After working in advertising for 15 years, Gerald Gladstone (1929–2005) decided to devote himself full-time to art. Although he had no formal art education, he had a major career that included a number of solo and group exhibitions. He is best known, however, for his numerous public art projects. For example, in 1972, he produced the fountain-sculpture Female Landscape, installed in the esplanade of Place Ville-Marie, in Montréal. Four years later, he created Universal Man, a 6.5-metre tall bronze sculpture, for the CN Tower in Toronto.
Artwork description
The artwork is situated at the entrance to La Ronde, on St. Helen’s Island. It is a fountain-sculpture composed of 31 reinforced concrete sails and a central support, as well as 48 rudders, also made of reinforced concrete and placed around the circumference of the central part. The sails and rudders are set vertically and on various inclines. They all converge toward the centre, where a water jet flows. The upper part of the work is formed of oblique shapes resembling leaves and pointing in different directions.

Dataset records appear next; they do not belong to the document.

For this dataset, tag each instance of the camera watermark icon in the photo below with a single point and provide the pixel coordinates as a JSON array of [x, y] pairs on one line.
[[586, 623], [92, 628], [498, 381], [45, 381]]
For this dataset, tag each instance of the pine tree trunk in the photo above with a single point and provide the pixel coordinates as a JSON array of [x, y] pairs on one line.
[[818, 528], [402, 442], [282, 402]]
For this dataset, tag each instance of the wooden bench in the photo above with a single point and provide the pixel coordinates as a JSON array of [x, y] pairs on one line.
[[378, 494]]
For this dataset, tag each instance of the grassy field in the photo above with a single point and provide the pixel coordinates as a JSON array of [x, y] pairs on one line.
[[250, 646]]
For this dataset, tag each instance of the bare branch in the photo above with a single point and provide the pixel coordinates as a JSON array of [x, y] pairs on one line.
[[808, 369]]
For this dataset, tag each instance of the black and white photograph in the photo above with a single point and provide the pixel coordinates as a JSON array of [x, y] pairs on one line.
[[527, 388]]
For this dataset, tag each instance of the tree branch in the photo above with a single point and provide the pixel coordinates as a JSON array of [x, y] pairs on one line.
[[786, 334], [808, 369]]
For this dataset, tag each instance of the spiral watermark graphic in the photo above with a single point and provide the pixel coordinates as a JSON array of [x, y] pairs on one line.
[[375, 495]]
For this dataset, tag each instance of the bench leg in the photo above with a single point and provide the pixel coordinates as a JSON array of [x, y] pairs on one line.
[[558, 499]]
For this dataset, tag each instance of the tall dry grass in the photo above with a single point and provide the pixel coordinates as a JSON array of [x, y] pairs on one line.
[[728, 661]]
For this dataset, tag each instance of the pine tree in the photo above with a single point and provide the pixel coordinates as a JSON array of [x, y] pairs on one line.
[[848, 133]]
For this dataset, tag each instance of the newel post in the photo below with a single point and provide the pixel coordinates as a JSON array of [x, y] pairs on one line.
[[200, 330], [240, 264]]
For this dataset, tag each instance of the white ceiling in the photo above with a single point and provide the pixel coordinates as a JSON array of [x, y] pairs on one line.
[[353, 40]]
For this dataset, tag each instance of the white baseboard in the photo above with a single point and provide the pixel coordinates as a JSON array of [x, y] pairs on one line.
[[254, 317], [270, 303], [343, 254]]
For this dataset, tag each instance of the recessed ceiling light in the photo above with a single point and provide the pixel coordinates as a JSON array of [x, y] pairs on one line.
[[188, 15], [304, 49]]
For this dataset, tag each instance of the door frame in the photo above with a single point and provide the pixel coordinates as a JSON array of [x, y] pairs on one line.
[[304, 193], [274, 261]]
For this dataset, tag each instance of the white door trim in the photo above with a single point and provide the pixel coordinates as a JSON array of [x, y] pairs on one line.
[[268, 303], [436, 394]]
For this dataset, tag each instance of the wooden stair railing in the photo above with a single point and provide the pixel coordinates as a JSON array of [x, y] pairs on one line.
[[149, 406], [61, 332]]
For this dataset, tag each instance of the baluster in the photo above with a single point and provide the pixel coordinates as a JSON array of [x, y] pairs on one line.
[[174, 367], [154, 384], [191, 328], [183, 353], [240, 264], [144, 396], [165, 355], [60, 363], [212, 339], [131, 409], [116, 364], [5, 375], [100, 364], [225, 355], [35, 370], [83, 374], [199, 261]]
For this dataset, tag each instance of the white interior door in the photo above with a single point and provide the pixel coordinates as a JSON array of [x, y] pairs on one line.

The use and arrangement of ovoid forms, comparable to that of leaves and petals, earned this artwork the nickname Artichoke, although it is not related in anyway to the plant or organic world. In the artist’s view, it represents the elliptical curve described by Earth in its orbit around the Sun. This curve is here multiplied and “solidified” in a symbolic representation of our terrestrial world.
“Art is the giving of concrete form to what we feel and understand about the universe, as individuals and a society. The shapes thus created symbolically convey the abstract or complex realities that are revealed to us by, among other things, science.”